Reginald Barlow
Quick Facts
Biography
Reginald Harry Barlow (June 17, 1866 – July 6, 1943) was a veteran stage and screen character actor, author, and film director. He was a busy performer in Hollywood films of the 1930s.
Early life
A native of Cambridge, Massachusetts, and son of the old-time minstrel, Milt G. Barlow (1843–1904), Barlow made his stage debut at the age of twelve in his father's minstrel troupe of Barlow, Wilson, Primrose, and West.[1]
Barlow joined the 2nd (Special Service) Battalion of The Royal Canadian Regiment on October 22, 1899 for service in South Africa during the Second Boer War. According to newspaper and other accounts, he did also serve in the United States Army during the Spanish–American War and World War I, and eventually rose to the rank of full colonel in 1923.[2][3]
Barlow had thoughts of quitting the stage for the church in 1908 and at the time remarked to an interviewer: "All my ancestors have been soldiers, actors, and ministers, and some of them all three. I am a direct descendant of Bishop Barlow of the days of Henry VIII."
Career
A distinguished-looking actor who lent an air of dignity to any role he played, in the early part of his stage career he landed leading roles in The Silver King, Monte Cristo, The Sign of the Cross, Old Lady 31, and The Little Princess.
Among his early silent films were The Cinema Murder (1919), the post World War I drama Love's Flame in which he plays the father-in-law: "M. De Ronsard", and in the comedy Clothes Make the Pirate (1925) in which he plays "Captain Montague", a cameo. After the changeover to sound, Barlow usually played men of means, such as military officers, senators, and bankers, turning up as a chaplain in Ann Vickers (1933), the sheriff in Tower of London (1939), and the Professor Warwick ostracizing mad scientist George Zucco in The Mad Monster (1942).
Further, as the American Legion Hollywood Post 43 was often included in the older films without giving any actual credit as to which members of the Post were actually shown within the films, its highly likely that Barlow did also often appear in films as an uncredited member of Hollywood Post 43.
Director
Barlow functioned as a director of play companies before switching over to film. He was director of the Wright Huntington Players, narrated for the Eveready Hour, and on at least one occasion directed a film itself. It appears Barlow did play a director's sort of role in several films much as did Alfred Hitchcock: who was known to have made at least a cameo appearance in every one of his films. His film The Toy Maker of Leyden (1915) is listed as The Magic Toy Maker in: Hanson & Givenson, eds. American Film Institute Catalogue Index, vol. F1, 1911–1920.
Family
Barlow married at least two times, but he did say on the 1930 Census that he was 22 years old at his first marriage. He married Clare Danforth, on April 15, 1902 in Charleston, Missouri. This "marriage", however, was subsequently refuted by the family of Bertha Merkel, infra, and was apparently an extortion attempt.[1]

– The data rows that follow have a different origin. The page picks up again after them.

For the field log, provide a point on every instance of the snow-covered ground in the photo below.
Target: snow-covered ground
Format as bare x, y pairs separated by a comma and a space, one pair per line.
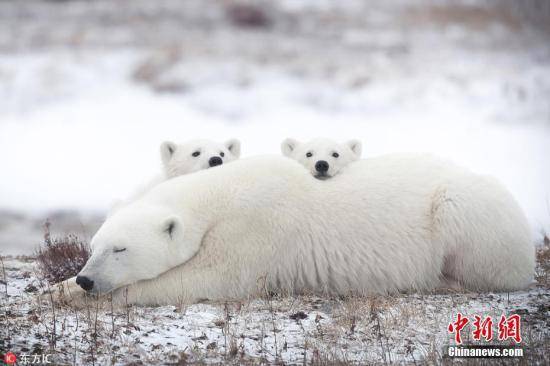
89, 90
81, 120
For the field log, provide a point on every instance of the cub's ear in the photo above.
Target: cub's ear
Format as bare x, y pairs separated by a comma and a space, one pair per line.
167, 150
356, 147
234, 147
288, 146
172, 227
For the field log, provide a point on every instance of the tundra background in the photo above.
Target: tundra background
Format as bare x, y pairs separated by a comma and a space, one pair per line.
89, 90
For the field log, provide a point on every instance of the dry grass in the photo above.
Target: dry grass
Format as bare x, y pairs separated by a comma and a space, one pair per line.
59, 259
543, 263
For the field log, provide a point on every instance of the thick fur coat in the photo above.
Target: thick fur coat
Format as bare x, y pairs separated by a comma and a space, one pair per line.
396, 223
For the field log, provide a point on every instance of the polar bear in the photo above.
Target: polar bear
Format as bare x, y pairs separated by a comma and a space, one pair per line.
185, 158
389, 224
324, 158
195, 155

He married Milwaukee heiress Bertha Merkel (aka: Selma Rose), the daughter of George and Mary Merkel, on August 6, 1903 in Los Angeles, California, and to whom he remained married until her death in 1933. He later married Carol Brown (of Pasadena, California), to whom he was married at the time of his death, according to his death certificate and according to the Los Angeles Times of 1934 when he married Carol in Tijuana, Mexico.
Scandals
On August 21, 1903 the Chicago Inter Ocean reported that Barlow had committed bigamy. According to Barlow's first wife, who claimed that he married her under the pseudonym Livingston, the couple were not divorced at the time of his second marriage to Bertha Merkel. However, the Los Angeles Times subsequently published an article on August 28, 1903 which completely exhonorated Barlow, who had just recently converted to Catholicism in order to marry Bertha, of any wrongdoing. It was actually Barlow's new mother-in-law, Mary Merkel, who had earlier initiated an investigation and upon discovery, prosecution of Barlow, which of course never happened.